One man stood where five had been. Benedict. He watched, unmoving, as Cullen shot at him like a cannonball. Benedict dipped his knees slightly as he stretched up one hand.

It couldn’t have happened the way it looked. Because it looked like he dribbled Cullen—as if the curled-up ball of the man smacked into Benedict’s hand and bounced to the ground, then up into the air again, unfurling into a man only then to land lightly beside Benedict—sweaty, panting, grinning like a madman.

“And that, younglings,” Benedict said lazily, “is how the dance is supposed to be done.”

The crowd exploded—applauding, yelling. Lily heard someone call out, “Piers—for Lady’s sake!” and someone behind her was saying over and over, “Get back, get back. Give him some space.”

It was the name—Piers—that got her attention. Wasn’t that the young lupus Rule had mentioned who’d just been allowed to leave terra tradis, where young lupi were sequestered? If so, he was only eighteen, not an official adult yet. She turned, trying to see over or through people.

What she saw was Rule slipping through the crowd. She followed. He stopped and held out his arm. She stepped into that welcoming circle. He was warm and sweaty from the dance.

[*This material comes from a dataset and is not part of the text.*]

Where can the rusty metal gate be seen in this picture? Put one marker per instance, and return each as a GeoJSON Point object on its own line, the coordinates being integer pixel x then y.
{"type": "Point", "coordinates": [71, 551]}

Another circle had formed, she realized—a circle of men around a panting, excited wolf with a brindle coat. One man was laughing. Another grinned and shook his head. Another sighed.

Lily was the only female in the circle. The only human. There were no children nearby, either. The wolf was surrounded only by other lupi . . . and her.

Piers must have gotten so excited that he lost control and Changed. For an adolescent, that was a huge no-no—because he might lose control in other ways, too. Lily was contemplating the wisdom of stepping back when Isen strode up to the wolf. He stopped, hands on hips, and shook his head. “Piers,” he said. Just that, but with such disappointment.